Sunday, November 27, 2016

100W Advent

Sermon preached at Our Lady of Walsingham and St Francis on the First Sunday in Advent 2016

As you flick the switch there is a pop, a brief flash of light, and then darkness. Yes, the bulb has gone. After a few minutes of trying to find the light-switch in the other room, sorting out any trips in the fuse box, and working steadily through that box of bulbs to find one that is a screw-in and not a pin bulb, you finally replace the bulb in the socket. And the light comes on!

Of course, you’ve managed to get the wrong power bulb. It’s a 100W bulb, not the 60W bulb you were expecting. And what happens?



Bright lights do hurt eyes that have got used to the darkness. You also get those annoying after-images which obscure your vision for a little while afterwards. It takes a little while to get used to the bright light, but when you do, in all the brightness, you realise that the room isn’t as clean as you thought, there’s more dust than you thought, and the cat seems to have shed more hair than its body-weight under the front of the sofa.

Bright lights hurt, and then they show things up. Why don’t we stick to the 60W light bulb?


And yet we pray for God to “give us grace that we may cast away the works of darkness, and put upon us the armour of light”. Surely we are aware that God’s light is more powerful, more searching than any 100W light bulb. God says, “Awake thou that sleepest, and arise from the dead, and Christ shall give thee light.” This doesn’t sound very comfortable, does it?
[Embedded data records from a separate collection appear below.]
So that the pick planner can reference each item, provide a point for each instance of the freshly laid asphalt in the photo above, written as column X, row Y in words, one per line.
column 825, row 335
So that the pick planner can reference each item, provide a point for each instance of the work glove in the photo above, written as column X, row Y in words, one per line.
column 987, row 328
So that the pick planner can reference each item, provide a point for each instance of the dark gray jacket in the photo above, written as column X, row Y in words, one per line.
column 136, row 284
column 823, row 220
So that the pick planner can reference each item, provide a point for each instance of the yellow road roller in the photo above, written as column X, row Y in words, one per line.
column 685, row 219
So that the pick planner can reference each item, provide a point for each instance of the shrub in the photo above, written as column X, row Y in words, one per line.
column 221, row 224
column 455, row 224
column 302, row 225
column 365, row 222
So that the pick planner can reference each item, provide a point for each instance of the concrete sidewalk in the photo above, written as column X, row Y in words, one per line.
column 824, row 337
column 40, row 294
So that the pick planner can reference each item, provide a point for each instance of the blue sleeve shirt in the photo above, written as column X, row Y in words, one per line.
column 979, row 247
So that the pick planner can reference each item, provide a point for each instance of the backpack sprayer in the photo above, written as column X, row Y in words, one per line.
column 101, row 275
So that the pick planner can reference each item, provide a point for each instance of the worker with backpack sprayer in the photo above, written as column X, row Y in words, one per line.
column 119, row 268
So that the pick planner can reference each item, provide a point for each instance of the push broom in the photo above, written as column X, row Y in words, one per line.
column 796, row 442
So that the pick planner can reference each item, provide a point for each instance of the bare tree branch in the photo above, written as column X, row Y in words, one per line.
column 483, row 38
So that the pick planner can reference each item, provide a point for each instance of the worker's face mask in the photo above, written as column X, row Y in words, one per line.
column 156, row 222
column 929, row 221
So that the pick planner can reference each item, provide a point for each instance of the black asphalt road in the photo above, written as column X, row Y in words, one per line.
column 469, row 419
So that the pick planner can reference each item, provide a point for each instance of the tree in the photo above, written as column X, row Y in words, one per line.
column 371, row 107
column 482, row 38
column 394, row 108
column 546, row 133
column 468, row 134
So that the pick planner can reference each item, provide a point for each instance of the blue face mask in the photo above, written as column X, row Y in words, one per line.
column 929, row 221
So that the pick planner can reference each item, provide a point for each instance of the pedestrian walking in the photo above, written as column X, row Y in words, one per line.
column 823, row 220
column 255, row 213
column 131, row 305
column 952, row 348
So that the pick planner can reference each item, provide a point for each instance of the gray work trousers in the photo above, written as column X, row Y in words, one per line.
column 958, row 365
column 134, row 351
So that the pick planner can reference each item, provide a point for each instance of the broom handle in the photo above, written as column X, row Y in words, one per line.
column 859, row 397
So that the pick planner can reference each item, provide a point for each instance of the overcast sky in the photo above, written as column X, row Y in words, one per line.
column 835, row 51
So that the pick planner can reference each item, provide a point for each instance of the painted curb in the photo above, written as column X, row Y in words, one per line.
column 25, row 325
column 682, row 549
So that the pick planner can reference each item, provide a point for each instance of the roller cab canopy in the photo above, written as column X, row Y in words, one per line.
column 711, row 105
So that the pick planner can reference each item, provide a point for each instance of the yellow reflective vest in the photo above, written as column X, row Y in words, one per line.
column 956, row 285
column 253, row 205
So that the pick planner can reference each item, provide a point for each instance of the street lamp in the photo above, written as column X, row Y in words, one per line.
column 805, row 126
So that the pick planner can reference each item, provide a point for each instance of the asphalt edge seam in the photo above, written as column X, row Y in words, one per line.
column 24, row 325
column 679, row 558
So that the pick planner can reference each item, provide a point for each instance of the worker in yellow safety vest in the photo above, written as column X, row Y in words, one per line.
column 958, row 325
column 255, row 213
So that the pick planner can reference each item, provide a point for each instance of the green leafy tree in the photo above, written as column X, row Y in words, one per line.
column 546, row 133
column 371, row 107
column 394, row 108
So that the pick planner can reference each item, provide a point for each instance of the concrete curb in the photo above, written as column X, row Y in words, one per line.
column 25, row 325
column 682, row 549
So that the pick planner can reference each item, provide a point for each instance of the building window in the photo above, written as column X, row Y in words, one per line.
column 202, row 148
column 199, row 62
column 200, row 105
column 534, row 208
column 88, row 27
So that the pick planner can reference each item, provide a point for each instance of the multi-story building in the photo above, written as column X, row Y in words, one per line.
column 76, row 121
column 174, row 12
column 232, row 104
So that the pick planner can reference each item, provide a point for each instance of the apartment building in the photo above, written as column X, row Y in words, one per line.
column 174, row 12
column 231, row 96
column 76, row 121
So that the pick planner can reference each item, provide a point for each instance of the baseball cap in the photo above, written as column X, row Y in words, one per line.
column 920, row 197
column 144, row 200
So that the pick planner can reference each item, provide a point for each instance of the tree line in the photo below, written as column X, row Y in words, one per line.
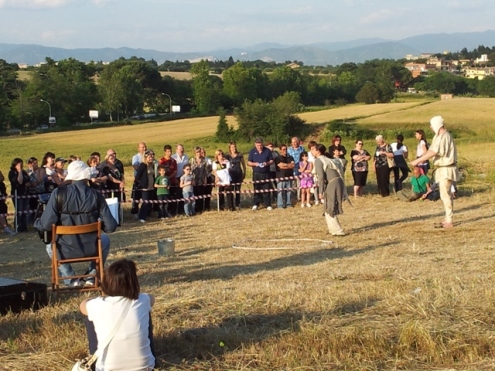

The trouble is that we Christians are destined to walk in the light while the world walks in darkness, and yet our eyes all too easily acclimatise to the dark and not the light. When the light comes on, it’s painful and uncomfortable and we see ourselves for what we are. St Paul warns us, ”The night is far spent, the day is at hand: let us therefore cast off the works of darkness, and let us put on the armour of light. Let us walk honestly, as in the day; not in rioting and drunkenness, not in chambering and wantonness, not in strife and envying.” We need the light to show us where we are living in the darkness, the times when we are walking away from God and not towards Him.

If we love God, then we will allow Him to shine His light on us. It will hurt, but not for long if we allow our eyes through His grace to get used to His light. We will also get after-images, shadows of our past life of sin sent by the Devil to try and tempt us to shut out the light so we can’t see them. We must allow them to pass by confessing our sin and yet turning ever more fully to the light.

This Advent, let us ask God to shed His light on us and help us turn to Him more closely. Let us remember that Advent is as much a time for self-examination as Lent so that we may receive Christ anew into our hearts. That way, the lights of Christmas will shine more brightly for us as we have the Eternal Light blazing away in our lives.